Antonis Mavropoulos knows he is lucky. He missed boarding the doomed Ethiopian Airlines crash last Sunday because he was late to the gate – by two minutes. “I could see a guy in a green T-shirt and others boarding and I shouted to also be let in,” he says, his voice cracking with emotion. “I’ve found it very difficult to sleep since.”

Mavropoulos, a Greek chemical engineer, says he feels he has a moral obligation to uncover why the plane went down, killing all 157 people onboard. “As the guy who was saved just by luck I want to say something very clear,” he says. “The souls of these people, the people who I saw and all those who died, can never be relieved unless there are concrete answers and the truth is uncovered.”

Sport

Arsenal overhauled a two-goal deficit from the first leg against Rennes to book a place in Europa League quarter-finals, while Chelsea’s Olivier Giroud scored a perfect hat trick in a 5-0 romp at Dynamo Kyiv for an 8-0 aggregate win.

Not since Kauto Star’s Gold Cup a decade ago has trainer Paul Nicholls won two Grade One chases at a single Cheltenham Festival but he has managed it this week and can crown the achievement in today’s Gold Cup with Clan Des Obeaux.

Warren Gatland has told Eddie Jones to mind his own business after the England coach said Wales looked “tired” before their Six Nations decider with Ireland in Cardiff.

Rory McIlroy has said it is “only a matter of time” before Tommy Fleetwood wins a tournament in the United States after the Englishman shot a first-round 65 in the Players Championship.

Mikaela Shiffrin won the World Cup super-G title for her 10th career crystal globe, and Dominik Paris secured the men’s title by winning the season-ending race at the World Cup finals.

Paul Farbrace has begun life as Warwickshire’s new director of sport but England’s recently departed assistant coach is already eyeing a reunion with Trevor Bayliss.

Business

The influential Investment Association, which represents 250 firms with £7.7tn in assets under management, has written to more than 60 publicly listed companies with only a single female director, including Domino’s Pizza and JD Sports, raising concerns over a lack of gender diversity and warning of a backlash if progress is stalled.
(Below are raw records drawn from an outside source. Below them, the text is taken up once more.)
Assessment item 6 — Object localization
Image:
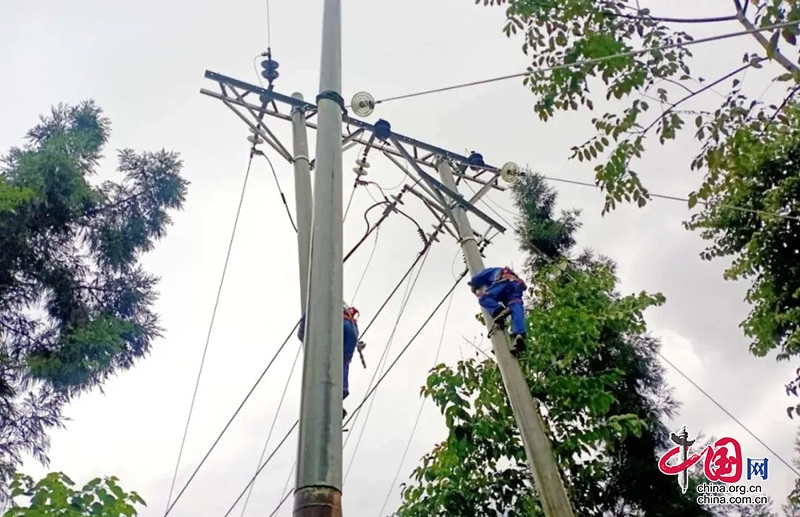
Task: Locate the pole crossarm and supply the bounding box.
[201,70,506,233]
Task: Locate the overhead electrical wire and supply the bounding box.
[350,229,381,306]
[539,174,800,221]
[216,203,432,516]
[262,269,469,517]
[164,146,255,517]
[164,320,300,516]
[376,286,455,515]
[242,341,303,517]
[375,21,800,105]
[256,151,297,232]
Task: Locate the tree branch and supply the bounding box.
[733,0,800,74]
[601,11,738,23]
[641,57,767,136]
[758,85,800,138]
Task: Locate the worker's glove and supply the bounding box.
[356,341,367,368]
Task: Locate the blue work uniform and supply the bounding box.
[297,314,358,400]
[469,267,526,337]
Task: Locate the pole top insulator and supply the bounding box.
[261,49,281,86]
[468,151,486,171]
[375,119,392,140]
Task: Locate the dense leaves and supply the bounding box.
[398,175,711,517]
[476,0,800,404]
[0,102,187,496]
[3,472,147,517]
[687,101,800,395]
[475,0,800,211]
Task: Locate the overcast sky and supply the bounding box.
[0,0,796,517]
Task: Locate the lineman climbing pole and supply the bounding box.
[200,5,573,517]
[437,160,573,517]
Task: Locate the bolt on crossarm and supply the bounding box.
[436,159,575,517]
[293,0,344,517]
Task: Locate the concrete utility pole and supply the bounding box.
[292,93,312,312]
[437,160,574,517]
[293,0,344,517]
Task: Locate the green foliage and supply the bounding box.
[3,472,147,517]
[476,0,800,408]
[398,175,711,517]
[687,101,800,366]
[482,0,800,212]
[0,102,187,498]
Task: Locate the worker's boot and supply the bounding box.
[511,334,525,357]
[492,307,509,329]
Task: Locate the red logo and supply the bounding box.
[658,438,742,483]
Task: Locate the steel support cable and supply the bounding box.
[350,230,381,306]
[220,241,432,516]
[242,341,303,517]
[376,293,455,515]
[223,420,300,517]
[270,241,434,517]
[164,320,300,517]
[177,190,396,517]
[262,269,469,517]
[540,175,800,221]
[256,150,297,232]
[344,201,391,262]
[342,244,431,478]
[500,207,800,477]
[342,242,431,448]
[375,21,800,105]
[164,148,254,517]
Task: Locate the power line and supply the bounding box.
[223,420,300,517]
[539,174,800,221]
[376,293,454,515]
[342,243,430,452]
[487,191,800,477]
[242,341,303,517]
[375,21,800,104]
[164,320,300,517]
[262,269,469,517]
[350,230,381,305]
[164,147,255,517]
[342,244,431,484]
[256,150,297,232]
[342,183,358,224]
[657,351,800,477]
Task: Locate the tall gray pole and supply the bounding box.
[437,160,574,517]
[293,0,344,517]
[292,92,312,312]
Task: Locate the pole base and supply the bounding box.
[292,487,342,517]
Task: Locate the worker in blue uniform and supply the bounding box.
[297,304,363,418]
[469,267,527,356]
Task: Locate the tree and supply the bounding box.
[0,102,187,497]
[476,0,800,400]
[398,175,712,517]
[3,472,147,517]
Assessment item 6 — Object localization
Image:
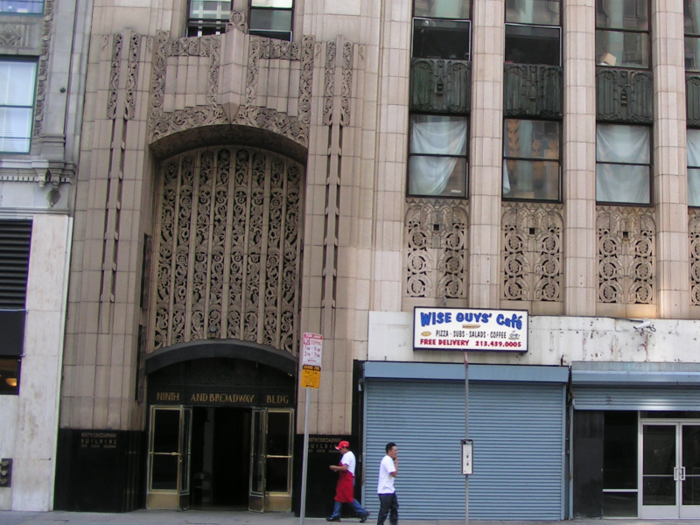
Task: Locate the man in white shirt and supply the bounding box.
[326,441,369,523]
[377,443,399,525]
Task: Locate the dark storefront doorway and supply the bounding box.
[190,407,251,510]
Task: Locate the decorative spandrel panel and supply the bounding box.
[410,58,471,115]
[688,208,700,306]
[405,199,468,299]
[152,147,304,354]
[502,202,564,302]
[503,64,563,119]
[596,206,656,304]
[596,67,654,124]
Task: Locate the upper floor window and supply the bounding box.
[412,0,471,60]
[505,0,561,66]
[0,60,36,153]
[683,0,700,71]
[595,0,649,68]
[596,124,651,204]
[503,119,560,201]
[249,0,294,40]
[408,115,468,197]
[686,129,700,206]
[0,0,44,15]
[187,0,231,36]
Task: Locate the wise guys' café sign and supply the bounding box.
[413,307,528,352]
Targets set by the government-commissioned Hampton-Alexander review aimed for women to make up at least 33% of FTSE350 boards and leadership teams by 2020. “Investors have been consistently clear that they want to see greater diversity in the boardroom so it is totally unacceptable that one in five of the UK’s biggest companies are falling so far short,” said Chris Cummings, the IA’s CEO.
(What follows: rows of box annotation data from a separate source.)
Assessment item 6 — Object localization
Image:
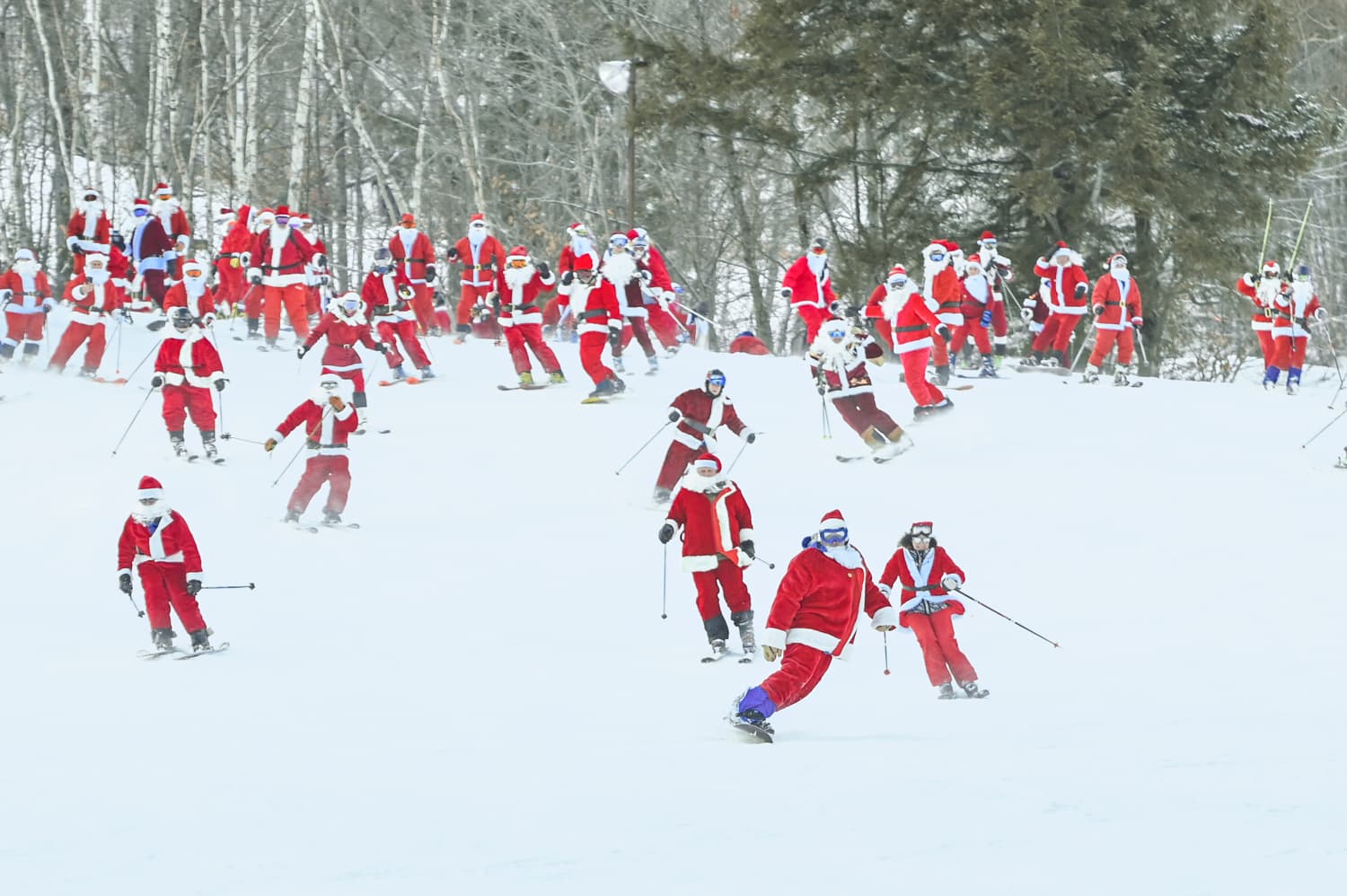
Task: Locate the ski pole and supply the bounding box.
[954,589,1061,646]
[613,420,674,476]
[1300,409,1347,449]
[112,390,155,457]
Asian stocks made modest gains on Friday, tracking improved global sentiment after the UK voted to delay Brexit. The pound was buying $1.325 and €1.170.

The papers

The front pages have mixed feelings about the decision to extend article 50. “Failures” is the Express ’s headline, under a letter from “We the people” which demands “YOU, our servants” fulfil the outcome of the Brexit referendum. The Telegraph says this is the PM’s “Last roll of the dice”. The FT says the vote to extend “boosts May’s hand” in pushing through her Brexit deal.

The Times and the Guardian play it straight, with: “May to ask for Brexit delay” and “MPs vote overwhelmingly to delay Brexit” respectively. The i has “Brexit delayed”.

The Mirror, the Mail and the Sun decline to lead on Brexit. “Knife thugs cheat justice” is the Mirror ’s lead story and the Mail has “David Steel suspended over child sex scandal”. The Sun leads on a “second tragedy” for the 1D singer: “Louis sis dead at 18” is its main headline.